Prose poétique, vers rimés, libres, c’était une voix juste qui me parlait, que j’entendais. Elle m’a habitée constamment pendant les trois ans de mon doctorat effectué sous la direction de JP Richard, durant lequel j’ai tenté de cerner L’imaginaire du végétal dans l’œuvre de Philippe Jaccottet. La poésie tenait désormais une place déterminante dans mon rapport au monde.
Vaste
la feuille dé pliée étale
là si près
la blancheur d’un espace
Les mots y dessinent un chemin
brisent le silence
inscrivent des lieux
des instants fugaces fragiles
que l’on retient
au bord de la page
que l’on tente de restituer
Concordance de bruits
de parfums de lumière
Temps soudain suspendu
Une porte s’ouvre
Vers quoi
On l’ignore pourtant
On persiste
Peut-être
une intensité recueillie
On s’aventure
en singuliers parcours
avec ces mots
compagnons de voyage
Ils affirment
parfois même nous révèlent
la réalité de nos pas
Ces mots de lavande
et de thym
accrochés aux talus des sentiers
dans le bleu de nos jours
ces mots auxquels on croit
comme on tend une main
In Traversée nomade, © Sous la Lime
La Pierre et le Sel : Quelle place occupe aujourd’hui la poésie dans ton existence ? As-tu d’autres activités d’écriture ? D’autres activités de création artistique ? Si oui quelles sont les interactions avec l’écriture poétique ?

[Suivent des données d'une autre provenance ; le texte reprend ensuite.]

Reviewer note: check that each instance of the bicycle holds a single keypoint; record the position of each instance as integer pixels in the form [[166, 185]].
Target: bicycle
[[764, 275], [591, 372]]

Il ne se passe pas un jour sans que je lise ou écrive (parfois les deux) de la poésie. Il m’arrive d’écrire des articles, des recensions, des récits de voyage, d’expérience comme celle que je raconte dans les étoiles d’Imoudal (Revue Étoiles d’encre, Éditions Chèvre feuille étoilée). Mais, spontanément, c’est vers la poésie que je me tourne, lorsque quelque chose me retient et cherche à naître sur la page.

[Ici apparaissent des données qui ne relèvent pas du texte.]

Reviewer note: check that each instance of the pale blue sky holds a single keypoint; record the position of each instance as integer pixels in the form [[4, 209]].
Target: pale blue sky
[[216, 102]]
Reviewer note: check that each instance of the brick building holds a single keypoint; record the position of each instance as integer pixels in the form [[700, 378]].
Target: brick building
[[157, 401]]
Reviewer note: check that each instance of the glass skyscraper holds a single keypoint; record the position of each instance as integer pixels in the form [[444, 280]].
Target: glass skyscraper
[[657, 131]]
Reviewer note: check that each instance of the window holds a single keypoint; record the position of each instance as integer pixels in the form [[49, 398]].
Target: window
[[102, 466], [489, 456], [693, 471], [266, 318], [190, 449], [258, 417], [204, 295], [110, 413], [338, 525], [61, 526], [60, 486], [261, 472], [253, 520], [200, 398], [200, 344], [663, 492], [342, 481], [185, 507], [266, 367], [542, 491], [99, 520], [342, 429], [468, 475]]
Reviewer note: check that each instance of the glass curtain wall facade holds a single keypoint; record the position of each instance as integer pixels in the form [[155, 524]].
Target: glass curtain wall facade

Pourquoi la forme poétique ? Elle oblige à aller à l’essentiel, car elle reste dans l’épure, elle exige une grande attention aux mots, aux rythmes, aux sonorités, aux images.
Elle fait appel à tout notre être, pas uniquement notre intelligence.

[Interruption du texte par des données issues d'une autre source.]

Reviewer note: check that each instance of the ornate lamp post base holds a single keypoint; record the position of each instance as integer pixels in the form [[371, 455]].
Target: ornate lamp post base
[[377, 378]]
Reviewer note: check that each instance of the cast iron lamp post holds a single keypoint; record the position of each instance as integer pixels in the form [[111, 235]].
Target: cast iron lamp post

Je crois surtout que la poésie change notre regard. On porte un regard différent sur ce qui nous entoure, on n’accepte pas le réel tel qu’il s’offre à nous il me semble qu’on questionne, interprète, associe, bouscule…
Tu avais choisi
Tu avais choisi
De dénouer les larmes
D’emporter
Dans la poche du soir
Un parfum de bonheur
D’apercevoir
Dans le creux de sa main
Les lignes d’un chemin
In Traversée nomade, © Sous la Lime
Parallèlement, mais avec moins d’assiduité (questions d’espace, de temps), je peins, je dessine à l’encre de Chine. Depuis peu je travaille avec des encres typographiques, du pastel. Singulièrement, ou sans doute est-ce logique, je me suis
rendu compte que mes encres prolongeaient mes poèmes. Sur certaines, je colle des poèmes inscrits sur des calques, d’autres figurent dans mes recueils.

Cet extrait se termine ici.